There could also be fungus(fungi) in the ducts (where the air comes from causing your sticky problems) (extreme situation)..

There is a common misconception that A/C is bringing in cool air, but actually its not the coolness of the air its the quality(freshness) of the air coming in. This is what gives the cooling effect, so anything disturbing the quality of the air will give you these problems.

I've had this problem a few times. I'm sure the maintenance team will take care of it where you live. If not let me know and i can PM the number of the people that fixed my problem.


----------



## desertdude (Nov 22, 2010)

I think its the district cooling system and it my own theory That it has a limited cooling capacity for the area, since it uses chilled water, some nights it won't cool as good as it should, maybe because in the summer time every one at night is at home and using it but during day time it goes back to cooling perfectly, when most people are out of the house at work and the load is not at its peaks. 

But most of the time it cools well even at night, but overall the cooling is not consistent through out the day. 

I dunno that what I think atleast, maybe someone with a better knowledge of how distric cooling works could shed some lights.

Although even on the not so cool nights, it never gets clammy. When was the last time you cleaned your filters ?

Oh and just in case you didn't know. They are located above the false ceiling in the bathroom. Just lift one tile and have a peak.


----------



## Jynxgirl (Nov 27, 2009)

It affected the entire building. Called my co worker in the same building and same thing in her apartment. Went downstairs and spoke the guard. Whole building had the issue. We are off street 12. Not sure if other buildings were having the same issue. Coworker down on street 8 had no issues. 

About 1pm, the smell and dampness stopped. Back to being cold. Hope is a one time thing and wont have repeats often now as it was miserable to try and sleep last night.


----------



## desertdude (Nov 22, 2010)

I'm on 8 aswell and yeah pretty much alright. Never experienced anything like you mentioned though. Hope it was a one time freak event.


----------



## w_man (Apr 16, 2010)

We had a similar issue a few nights back and we are in the Marina. The guard told me that some water leaked from the air conditioning unit and they were refilling it?!??! It took them a few hours but now it's fixed and hasn't happened again.


----------



## exp (Oct 3, 2012)

Were you able to get any resolution to the problem?

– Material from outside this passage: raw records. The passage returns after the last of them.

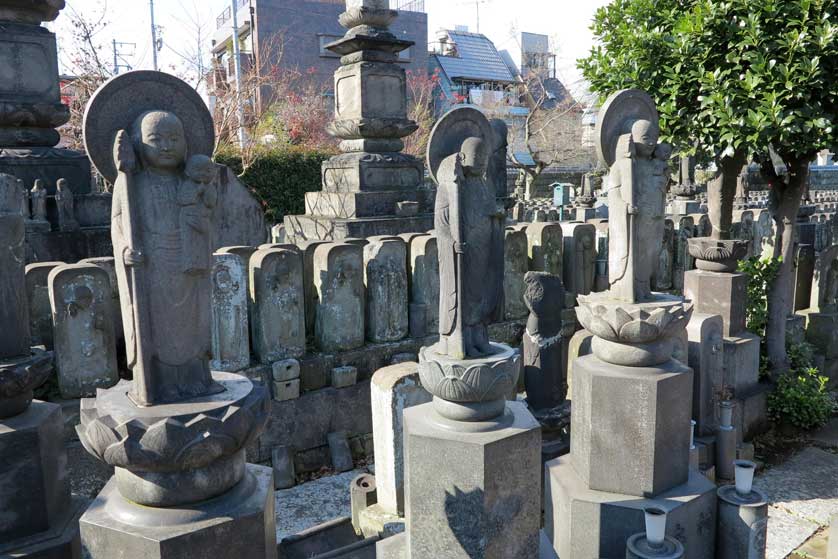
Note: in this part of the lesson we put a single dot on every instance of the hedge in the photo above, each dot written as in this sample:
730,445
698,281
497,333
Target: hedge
279,178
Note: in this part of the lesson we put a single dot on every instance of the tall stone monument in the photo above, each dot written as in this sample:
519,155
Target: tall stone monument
176,434
30,99
471,458
38,517
631,399
371,188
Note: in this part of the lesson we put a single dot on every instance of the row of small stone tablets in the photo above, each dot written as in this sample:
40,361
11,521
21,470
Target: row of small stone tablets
74,310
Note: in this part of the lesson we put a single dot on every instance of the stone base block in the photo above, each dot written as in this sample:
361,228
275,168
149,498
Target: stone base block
34,489
365,204
312,227
375,521
396,548
719,293
239,524
472,489
582,523
631,426
741,362
750,417
60,542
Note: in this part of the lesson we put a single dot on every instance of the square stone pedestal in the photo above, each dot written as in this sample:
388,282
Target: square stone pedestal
472,494
631,426
725,294
741,362
237,525
585,524
37,517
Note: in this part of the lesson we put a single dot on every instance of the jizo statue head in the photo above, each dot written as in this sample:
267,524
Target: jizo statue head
475,156
645,135
160,141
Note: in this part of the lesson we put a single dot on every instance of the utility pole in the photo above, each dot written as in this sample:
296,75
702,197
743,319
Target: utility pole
238,70
153,35
119,54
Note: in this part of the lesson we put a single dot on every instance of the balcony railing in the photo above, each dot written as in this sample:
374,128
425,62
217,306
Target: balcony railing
227,14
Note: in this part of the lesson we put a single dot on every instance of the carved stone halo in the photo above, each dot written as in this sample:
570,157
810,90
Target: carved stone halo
714,255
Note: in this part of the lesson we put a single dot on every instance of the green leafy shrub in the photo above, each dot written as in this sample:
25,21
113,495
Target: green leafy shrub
279,178
761,273
801,399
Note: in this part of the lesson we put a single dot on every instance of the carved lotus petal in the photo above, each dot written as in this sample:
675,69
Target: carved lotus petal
639,332
660,318
601,328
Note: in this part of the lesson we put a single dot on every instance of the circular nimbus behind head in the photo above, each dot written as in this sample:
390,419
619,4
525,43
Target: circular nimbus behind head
120,102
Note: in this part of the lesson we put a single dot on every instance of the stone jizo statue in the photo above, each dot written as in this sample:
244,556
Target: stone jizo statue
159,238
636,186
470,231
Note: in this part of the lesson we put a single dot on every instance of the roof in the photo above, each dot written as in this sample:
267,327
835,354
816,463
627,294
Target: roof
477,59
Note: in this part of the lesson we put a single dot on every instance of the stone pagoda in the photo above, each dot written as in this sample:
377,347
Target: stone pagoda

@smit1989 : Please could share the number of the maintenace guys, if you still have.

I have been having this problem the entire summer, had even bought a dehumidifier but to no avail. 
The cooling takes place properly, however, when only the fan is running, it throws out warm air raising the humidity in the room to 80%.


----------



## Canuck_Sens (Nov 16, 2010)

Had some similar issues. 1st time the maintenance guys fixed and I asked them to clean the whole a/c system because I knew it was mold. Had evidence and I was getting sick and I barely get sick.

Whenever I have these issues I let a lot of fresh air inside that have been working wonders.

On a 2nd note, you owe me a breakfast in AD when I used to live there....


----------



## exp (Oct 3, 2012)

Got ya....the ducts were cleaned by the last technician that visited my place.
Actually every other A/C technician (nearly 3/4 people) had their own viewpoint around this problem but none were able to resolve it.

Many commented that "some unit" on the roof of the building is not functioning hence this problem, but I don't think any other tenant has issues of my kind (after asking few neighbours)
One of the technician actually cleaned the tray where the water was getting accumulated, but even that didn't make any difference 

Any pointer to the right company/person is appreciated.


----------